The area of Hungary is just 93.000 m2 which makes it easy to tour: you can cross it in just a few hours. Despite its small size, Hungary boasts a colourful display of diverse sceneries: the landscape is crisscrossed by foothills, lakes and rivers.
Its capital is Budapest, divided by the River Danube: the serene, green hills of Buda on one side, and the flat, but vibrant cityscape of Pest on the other. Budapest is one of the most popular cities of Europe, and one of its top tourist destinations.
The second biggest city of the country, Debrecen, has been trending more and more in the past years due to its very own airport. Rural Hungary boasts many pleasant towns and a myriad of tiny villages which evoke the traditional culture of the country.

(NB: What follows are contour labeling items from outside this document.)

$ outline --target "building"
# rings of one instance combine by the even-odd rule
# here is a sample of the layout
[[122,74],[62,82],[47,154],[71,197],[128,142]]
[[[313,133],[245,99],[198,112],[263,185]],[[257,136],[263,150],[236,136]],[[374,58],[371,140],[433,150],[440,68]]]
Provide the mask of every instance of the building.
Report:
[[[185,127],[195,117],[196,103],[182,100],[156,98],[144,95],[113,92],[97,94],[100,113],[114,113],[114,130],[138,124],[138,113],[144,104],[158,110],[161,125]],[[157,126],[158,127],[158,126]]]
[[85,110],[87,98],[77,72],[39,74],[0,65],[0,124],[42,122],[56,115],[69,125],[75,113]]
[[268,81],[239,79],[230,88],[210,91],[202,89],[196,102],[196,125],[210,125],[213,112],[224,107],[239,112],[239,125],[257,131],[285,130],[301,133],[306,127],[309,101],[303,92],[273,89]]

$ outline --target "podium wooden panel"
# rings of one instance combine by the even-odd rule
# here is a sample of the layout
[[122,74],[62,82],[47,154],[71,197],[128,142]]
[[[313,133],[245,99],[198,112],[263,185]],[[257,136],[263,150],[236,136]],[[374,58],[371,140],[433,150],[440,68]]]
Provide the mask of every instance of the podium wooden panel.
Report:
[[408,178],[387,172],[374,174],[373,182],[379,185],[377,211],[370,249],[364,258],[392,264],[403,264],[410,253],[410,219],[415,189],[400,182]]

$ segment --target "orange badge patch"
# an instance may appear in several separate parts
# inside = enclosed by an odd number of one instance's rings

Hungary can be divided into 6 geographic regions:
- The Little Hungarian Plain
- The Transdanubian Mountains
- The Transdanubian Hills
- The North Hungarian Mountains
- The Great Hungarian Plain
As far as its economy, Western Transdanubia is the most advanced territory of the country. Sopron and Kőszeg are the most well-known historic cities of the border region of Alpokalja.
The Small Hungarian Plain is bounded by the watercourses of the Danube and Rába rivers, its centre is the historic baroque town of Győr.
The region of the Balaton Uplands among the Transdanubian Hills is famous for its vineyards, natural beauty and rural charm. Vines have been cultivated and wine has been made around the lake since Roman times.
The most popular and frequently visited part of the country is its central region, with the capital, Budapest.
Northern Hungary boasts many historically famous towns and fortresses, but is also renowned for the special species of grape used in making the world-famous wines of Tokaj and Eger.
Last but not least, the most traditional and unspoilt region of the country is the Great Hungarian Plain, where traditional lifestyles such as agriculture and livestock breeding remain to be the part of everyday life. This region takes up more than half of the country’s overall area. If you’re in Hortobágy, near Debrecen, you can observe the wonders of grassland fauna: flocks of sheep, herds of grey cattle and studs.
The horizon of the country is quite flat: most of its territory is below 200 metres (656 feet) below sea level. The highest point of Hungary is the Kékes mountain (1014 metres/3327 feet) which lies in the Mátra range; it offers hiking trails in the summer and ski slopes in the winter. It has two major rivers, the Danube and the Tisza, both suitable for sailing and shipping. Its many minor rivers and lakes offer an exciting, yet original location for watersports and boating.
Hungary is a landlocked country, however, its renowned Lake Balaton is the largest lake in Central Europe and its often referred to as the “Hungarian Sea”. Lake Balaton is an ideal vacation spot all year-round, visited by bathers in the summer and winter sports enthusiasts in the winter.
Hungary is one of the 26 countries that comprise the Schengen Area, where citizens of the member states can travel around freely and unrestricted, without border control.